If anyone is looking for a good quality car respray at a cheap price in the Fife and Edinburgh area, then you should try 'MGL Auto Resprays'. They're based in Leven.
I've only been on this site a short while and already I'm surprised at how many people have fallen foul of a dodgy respray. You place so much faith and trust in these bodyshops and painters to do an excellent paint job on your pride and joy. It's also usually a fair old whack of dosh you're giving away in return for a respray. So it's so saddening to hear of these stories.

They done a partial pearlescent respray on my BMW 335 last year and the finish is ex works. I couldn't fault it in any way and the depth of shine is outstanding..
They take a little longer to complete jobs as they're always busy but it's worth the wait. Their resprays are cheaper than anywhere else I got quotes from and are consistent..

Apparently they do full resprays starting at £425 for a two seater sports car. When I dealt with them, they seemed to know what they were doing and talking about.

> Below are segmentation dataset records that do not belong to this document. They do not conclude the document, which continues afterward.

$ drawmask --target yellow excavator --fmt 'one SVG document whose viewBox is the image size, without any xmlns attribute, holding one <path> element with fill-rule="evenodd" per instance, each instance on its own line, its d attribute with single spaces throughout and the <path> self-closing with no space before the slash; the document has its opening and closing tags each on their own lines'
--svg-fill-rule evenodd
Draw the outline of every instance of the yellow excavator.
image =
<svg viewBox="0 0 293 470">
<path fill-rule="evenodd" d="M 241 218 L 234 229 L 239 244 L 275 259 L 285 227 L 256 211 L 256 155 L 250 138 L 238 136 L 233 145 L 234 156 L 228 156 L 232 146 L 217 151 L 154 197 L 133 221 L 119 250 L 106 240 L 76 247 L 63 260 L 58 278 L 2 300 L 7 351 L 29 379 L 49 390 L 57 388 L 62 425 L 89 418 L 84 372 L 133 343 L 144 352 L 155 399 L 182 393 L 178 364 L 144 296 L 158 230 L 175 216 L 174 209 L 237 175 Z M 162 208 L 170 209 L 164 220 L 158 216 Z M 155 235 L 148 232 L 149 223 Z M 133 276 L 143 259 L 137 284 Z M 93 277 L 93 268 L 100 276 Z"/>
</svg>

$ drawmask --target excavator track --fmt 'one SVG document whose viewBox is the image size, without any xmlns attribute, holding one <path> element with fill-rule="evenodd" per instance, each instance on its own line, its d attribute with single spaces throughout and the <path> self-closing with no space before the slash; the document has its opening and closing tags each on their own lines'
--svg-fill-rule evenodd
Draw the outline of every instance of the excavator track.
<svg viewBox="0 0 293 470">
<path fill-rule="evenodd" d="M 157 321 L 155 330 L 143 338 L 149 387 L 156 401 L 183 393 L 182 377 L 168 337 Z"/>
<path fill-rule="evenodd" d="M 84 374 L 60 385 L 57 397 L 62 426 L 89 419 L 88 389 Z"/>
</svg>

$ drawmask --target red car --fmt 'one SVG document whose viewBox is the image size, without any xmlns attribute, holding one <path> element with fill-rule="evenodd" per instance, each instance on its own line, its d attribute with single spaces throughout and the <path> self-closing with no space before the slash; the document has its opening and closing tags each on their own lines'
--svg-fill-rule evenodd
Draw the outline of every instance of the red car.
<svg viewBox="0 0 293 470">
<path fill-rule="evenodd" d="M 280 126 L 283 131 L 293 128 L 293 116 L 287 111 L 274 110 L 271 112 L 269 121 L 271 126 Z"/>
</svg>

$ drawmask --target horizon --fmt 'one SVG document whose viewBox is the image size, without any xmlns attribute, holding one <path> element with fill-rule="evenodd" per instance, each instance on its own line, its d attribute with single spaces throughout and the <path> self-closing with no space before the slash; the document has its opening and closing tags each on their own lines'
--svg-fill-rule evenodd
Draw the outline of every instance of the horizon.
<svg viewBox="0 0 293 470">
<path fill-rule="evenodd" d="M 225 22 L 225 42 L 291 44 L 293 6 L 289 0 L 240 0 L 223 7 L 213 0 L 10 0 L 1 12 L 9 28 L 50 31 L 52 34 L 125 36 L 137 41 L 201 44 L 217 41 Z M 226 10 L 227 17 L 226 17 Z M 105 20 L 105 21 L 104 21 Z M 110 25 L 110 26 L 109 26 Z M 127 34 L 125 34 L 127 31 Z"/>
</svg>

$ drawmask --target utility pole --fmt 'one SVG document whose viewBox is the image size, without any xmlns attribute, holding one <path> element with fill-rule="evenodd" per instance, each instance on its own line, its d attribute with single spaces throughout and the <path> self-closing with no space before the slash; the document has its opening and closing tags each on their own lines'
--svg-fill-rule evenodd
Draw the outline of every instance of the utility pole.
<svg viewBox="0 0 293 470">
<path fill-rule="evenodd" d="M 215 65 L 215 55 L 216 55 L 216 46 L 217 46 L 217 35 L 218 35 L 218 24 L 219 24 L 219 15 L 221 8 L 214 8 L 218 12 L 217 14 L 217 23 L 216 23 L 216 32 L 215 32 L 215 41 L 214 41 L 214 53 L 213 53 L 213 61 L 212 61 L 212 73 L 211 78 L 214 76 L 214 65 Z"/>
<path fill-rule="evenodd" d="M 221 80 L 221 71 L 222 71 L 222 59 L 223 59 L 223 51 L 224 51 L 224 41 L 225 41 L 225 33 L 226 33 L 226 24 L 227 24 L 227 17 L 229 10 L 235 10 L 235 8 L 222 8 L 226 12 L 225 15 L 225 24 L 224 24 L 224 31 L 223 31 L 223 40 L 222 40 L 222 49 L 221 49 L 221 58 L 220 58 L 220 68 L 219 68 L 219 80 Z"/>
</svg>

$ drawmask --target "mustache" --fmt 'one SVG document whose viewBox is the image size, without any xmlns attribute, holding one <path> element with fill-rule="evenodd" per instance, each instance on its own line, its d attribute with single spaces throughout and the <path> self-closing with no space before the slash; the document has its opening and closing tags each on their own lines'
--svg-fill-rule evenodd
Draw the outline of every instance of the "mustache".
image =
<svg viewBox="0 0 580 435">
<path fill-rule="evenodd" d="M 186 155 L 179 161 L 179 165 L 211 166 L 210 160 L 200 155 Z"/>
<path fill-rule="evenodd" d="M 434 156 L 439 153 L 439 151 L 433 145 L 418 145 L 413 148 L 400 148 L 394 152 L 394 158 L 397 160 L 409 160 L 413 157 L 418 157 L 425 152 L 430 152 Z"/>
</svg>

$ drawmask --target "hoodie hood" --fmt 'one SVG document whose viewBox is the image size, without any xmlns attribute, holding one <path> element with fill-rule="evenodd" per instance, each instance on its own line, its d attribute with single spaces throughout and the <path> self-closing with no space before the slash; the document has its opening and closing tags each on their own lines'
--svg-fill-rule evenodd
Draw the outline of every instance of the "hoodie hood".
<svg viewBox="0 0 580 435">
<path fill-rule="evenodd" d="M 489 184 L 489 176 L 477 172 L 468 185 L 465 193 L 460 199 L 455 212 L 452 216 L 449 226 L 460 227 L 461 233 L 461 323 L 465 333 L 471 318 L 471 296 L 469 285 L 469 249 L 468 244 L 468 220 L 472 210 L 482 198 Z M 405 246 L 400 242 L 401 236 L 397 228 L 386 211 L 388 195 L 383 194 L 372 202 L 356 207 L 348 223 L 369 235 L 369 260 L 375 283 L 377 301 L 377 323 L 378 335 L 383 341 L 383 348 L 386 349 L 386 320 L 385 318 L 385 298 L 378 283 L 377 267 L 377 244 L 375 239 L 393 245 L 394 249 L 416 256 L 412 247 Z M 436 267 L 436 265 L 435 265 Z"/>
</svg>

Their website is ***removed*** Alternatively, you can email them **removed**


----------



## stevief (Nov 21, 2011)

:spam::spam::spam::spam::spam:


----------



## 182_Blue (Oct 25, 2005)

Hmm, you talk like your the customer who is recommending the company when in fact you are the owner of the business ?

http://www.vauxhallownersnetwork.co.uk/index.php?members/mgl-auto-resprays.123157/


----------



## Alzak (Aug 31, 2010)

:lol::lol::lol:


----------